Barnett wholeheartedly agrees she would say that — and more.

“Josh is one of the young lawyers I’ve met over the years who embodies the concept of a lawyer as a professional with a commitment not just to clients but to the public,” Barnett said. “He understands the public role that lawyers have and the role we play in the justice system, a bigger role than practicing law. He has always been interested in the core values that define the profession. When he first started working for me, he got those concepts long before I did when I was a lawyer his age. He’s very self-effacing. He’s always focused on others, and how he can facilitate and work with you to accomplish your goals. It’s often as though he was one thought ahead of me on things I had to do.”

President-elect Designate Michelle Suskauer said she was “heartbroken” when Harkness announced his retirement in January. However, “With change, although it can be nerve-wracking, can also be exciting with a chance to work with someone like Josh Doyle, who will bring to the table new ideas and fresh eyes to look at the Bar and our profession.”

Doyle was working in the legal profession before he was a lawyer.

In 2002, Doyle was as a special assistant to Sen. Bob Graham, managing the flow of information to the senator, and he left to attend law school.

In 2004, Doyle was a law clerk at Nabors, Giblin, & Nickerson, and left in 2005 to focus full-time on law school.

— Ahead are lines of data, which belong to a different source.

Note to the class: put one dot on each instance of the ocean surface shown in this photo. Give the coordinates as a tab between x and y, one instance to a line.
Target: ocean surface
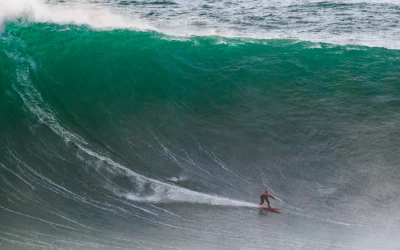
158	124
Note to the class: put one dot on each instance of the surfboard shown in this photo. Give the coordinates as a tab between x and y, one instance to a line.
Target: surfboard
272	209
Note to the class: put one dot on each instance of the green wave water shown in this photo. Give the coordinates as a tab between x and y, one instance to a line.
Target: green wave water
99	127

While in law school, Doyle was a certified legal intern with the Second Circuit State Attorney’s Office, handling a variety of cases.

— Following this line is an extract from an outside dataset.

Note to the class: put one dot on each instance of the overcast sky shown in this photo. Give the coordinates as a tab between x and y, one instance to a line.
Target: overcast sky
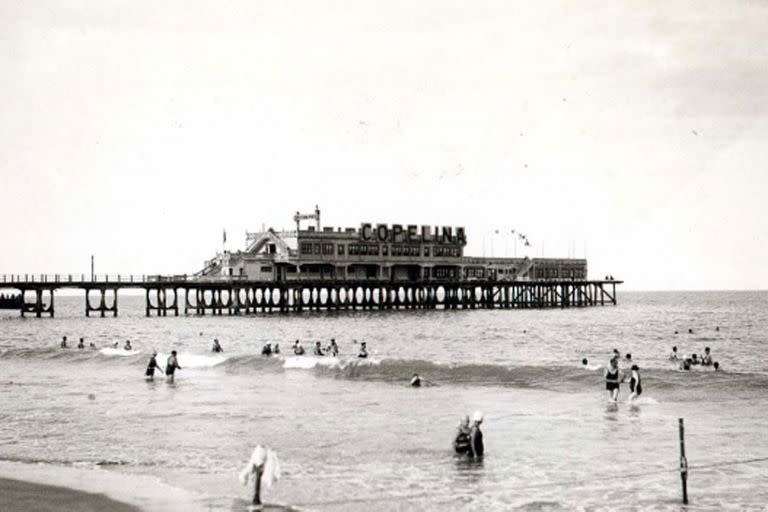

Reached at his current FBI job on June 2, Doyle said he was in Pensacola looking for a missing child and would call back later.

At the FBI, where Doyle has worked since December 2009, he is the primary relief supervisor for the Tallahassee Resident Agency, which means, during specified times, he supervises five FBI agents, three task force officers, and three professional support staff. He supervises investigative teams made up of agents, intelligence analysts, forensic accountants, and support personnel on complex investigations. He frequently served as the on-scene commander for law-enforcement operations. In 2016, Doyle was named coordinator for the North Florida Public Corruption Task Force, supervising agents from other law-enforcement agencies assigned to the task force.

Eleven years ago, Doyle married his high-school sweetheart, Kate, and they have two small children, Jillian and Davidson.

“Though I no longer work in politics, I still get excited about the political process and enjoy consuming as much political news as I can get,” Doyle wrote in his application. “It will embarrass my wife to admit it, but I am the only person I know who regularly watches C-SPAN and The Florida Channel.”